It’s best to buy stocks when they’re falling in value, as one of the most famous investing maxims goes: “Buy low, sell high.” However, companies that are going through a tough time in the market aren’t automatic buys. It’s essential, as always, to separate the wheat from the chaff. While stocks in general have performed well for most of the year, there are plenty of falling stocks to choose from these days.
Let’s discuss three of them: the one that seems attractive is CVS Health (NYSE: CVS)and two that are not worth investors’ hard-earned money are Chegg (NYSE: CHGG) And fuboTV (NYSE: FUBO)Here’s why.
The CVS Health Case
Health giant CVS Health has faced a variety of issues over the past two years. Here are two of the most significant.
First, sales of COVID-19 diagnostic tests and other coronavirus-related products are down sharply. Second, its Medicare Advantage division is seeing higher-than-expected activity, which is leading to higher-than-expected costs. CVS Health’s financial results have been lackluster (at best) recently, and worse, the company has repeatedly lowered its guidance. It did so again in the second quarter.
CVS Health now expects its fiscal 2024 adjusted earnings per share (EPS) to be in the range of $6.40 to $6.65; its most recent projection called for adjusted EPS of at least $7.00. CVS Health’s revenue for the quarter increased just 2.6% from a year earlier to $91.2 billion.
Why should investors care about CVS stock despite these issues? It’s worth noting that, as serious as they are, these are short-term issues. CVS likely won’t be facing the pandemic’s impact on its bottom line five years from now. At some point, that part of the business will stabilize. The same seems to be true for its Medicare Advantage division.

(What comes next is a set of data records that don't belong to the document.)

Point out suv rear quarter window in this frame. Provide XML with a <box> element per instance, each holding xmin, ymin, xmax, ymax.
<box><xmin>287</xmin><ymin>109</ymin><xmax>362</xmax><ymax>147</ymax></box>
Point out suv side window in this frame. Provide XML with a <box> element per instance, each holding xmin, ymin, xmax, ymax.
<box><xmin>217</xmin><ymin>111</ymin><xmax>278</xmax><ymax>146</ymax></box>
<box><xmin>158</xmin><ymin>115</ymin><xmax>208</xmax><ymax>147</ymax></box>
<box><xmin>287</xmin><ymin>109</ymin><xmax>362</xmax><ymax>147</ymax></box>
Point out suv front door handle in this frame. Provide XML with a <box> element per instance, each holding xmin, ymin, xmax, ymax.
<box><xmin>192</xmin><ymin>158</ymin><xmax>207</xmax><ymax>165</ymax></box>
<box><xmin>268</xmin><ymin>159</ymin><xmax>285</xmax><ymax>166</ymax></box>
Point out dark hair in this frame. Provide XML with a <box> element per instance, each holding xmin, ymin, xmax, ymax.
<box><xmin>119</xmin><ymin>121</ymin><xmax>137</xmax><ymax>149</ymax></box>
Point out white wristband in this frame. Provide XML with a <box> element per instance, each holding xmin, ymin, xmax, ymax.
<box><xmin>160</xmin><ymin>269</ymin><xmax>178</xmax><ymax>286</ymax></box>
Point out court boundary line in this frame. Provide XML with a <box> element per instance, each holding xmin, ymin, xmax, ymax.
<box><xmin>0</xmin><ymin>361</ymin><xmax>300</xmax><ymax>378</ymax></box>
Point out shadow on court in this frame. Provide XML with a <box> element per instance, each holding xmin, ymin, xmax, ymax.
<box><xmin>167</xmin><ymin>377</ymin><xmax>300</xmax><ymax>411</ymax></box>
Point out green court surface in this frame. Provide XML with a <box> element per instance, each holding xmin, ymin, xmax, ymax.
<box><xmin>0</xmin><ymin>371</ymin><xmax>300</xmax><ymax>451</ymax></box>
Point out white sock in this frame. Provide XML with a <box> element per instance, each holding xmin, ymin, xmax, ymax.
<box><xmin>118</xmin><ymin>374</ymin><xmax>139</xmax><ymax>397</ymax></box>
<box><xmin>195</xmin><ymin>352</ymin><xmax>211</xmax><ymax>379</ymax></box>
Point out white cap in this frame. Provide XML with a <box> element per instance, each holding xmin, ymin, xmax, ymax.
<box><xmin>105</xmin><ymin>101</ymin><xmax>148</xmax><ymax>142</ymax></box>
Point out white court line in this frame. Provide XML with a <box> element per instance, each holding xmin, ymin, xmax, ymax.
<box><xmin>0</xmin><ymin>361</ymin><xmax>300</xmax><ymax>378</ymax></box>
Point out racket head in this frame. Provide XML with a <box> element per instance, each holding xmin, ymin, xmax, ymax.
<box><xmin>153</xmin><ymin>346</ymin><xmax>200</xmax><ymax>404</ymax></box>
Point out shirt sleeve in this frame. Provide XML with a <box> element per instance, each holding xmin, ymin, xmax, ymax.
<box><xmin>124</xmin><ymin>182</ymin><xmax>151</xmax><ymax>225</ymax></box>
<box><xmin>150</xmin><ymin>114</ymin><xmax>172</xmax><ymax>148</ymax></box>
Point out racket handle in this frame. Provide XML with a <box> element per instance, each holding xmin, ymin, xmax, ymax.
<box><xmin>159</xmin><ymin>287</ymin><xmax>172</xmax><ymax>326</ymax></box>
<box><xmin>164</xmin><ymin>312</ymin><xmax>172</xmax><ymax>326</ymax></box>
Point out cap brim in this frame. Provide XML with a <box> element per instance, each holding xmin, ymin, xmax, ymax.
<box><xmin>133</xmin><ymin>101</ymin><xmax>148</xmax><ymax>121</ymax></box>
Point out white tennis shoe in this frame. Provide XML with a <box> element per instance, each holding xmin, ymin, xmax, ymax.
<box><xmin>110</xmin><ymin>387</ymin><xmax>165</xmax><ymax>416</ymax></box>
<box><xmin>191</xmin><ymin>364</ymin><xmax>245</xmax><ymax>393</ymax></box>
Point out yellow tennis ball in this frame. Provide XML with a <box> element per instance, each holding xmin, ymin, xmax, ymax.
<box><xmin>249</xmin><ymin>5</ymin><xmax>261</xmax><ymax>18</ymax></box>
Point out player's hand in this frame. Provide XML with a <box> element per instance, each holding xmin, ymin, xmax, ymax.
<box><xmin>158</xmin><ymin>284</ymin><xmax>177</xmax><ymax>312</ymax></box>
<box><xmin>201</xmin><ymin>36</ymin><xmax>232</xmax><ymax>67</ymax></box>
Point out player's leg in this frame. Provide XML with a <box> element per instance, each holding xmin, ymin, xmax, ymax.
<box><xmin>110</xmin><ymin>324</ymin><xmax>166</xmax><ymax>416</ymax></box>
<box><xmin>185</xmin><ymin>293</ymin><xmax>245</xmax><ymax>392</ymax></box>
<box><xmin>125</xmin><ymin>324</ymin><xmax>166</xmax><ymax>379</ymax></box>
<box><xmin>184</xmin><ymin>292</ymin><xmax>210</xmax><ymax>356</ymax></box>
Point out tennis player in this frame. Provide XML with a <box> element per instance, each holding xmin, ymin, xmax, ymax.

CVS Health has several long-term growth paths and a strong competitive advantage. The company’s business spans a broad range of the patient care journey, from primary care to prescription drugs and insurance. And with long-term trends like the aging of the global population, demand for these services will increase. CVS Health benefits from a strong brand as one of the largest pharmacy chains in the United States – it’s a brand that patients trust.
Finally, CVS Health is a solid dividend stocksThe company may not be doing well right now, but buying its stock while it’s down might seem like a genius move 10 years from now.
The case against Chegg
Chegg runs an online platform that offers a variety of services to help students excel in school. Its subscription service offers expert-level answers to homework and textbook problems in most disciplines. However, the company is in danger of becoming a bit of a dinosaur due to the advent of artificial intelligence (AI) chatbots like ChatGPT. After all, these nifty apps can answer questions, sometimes very complex (GPT-4 passed the bar exam), and write detailed essays in seconds.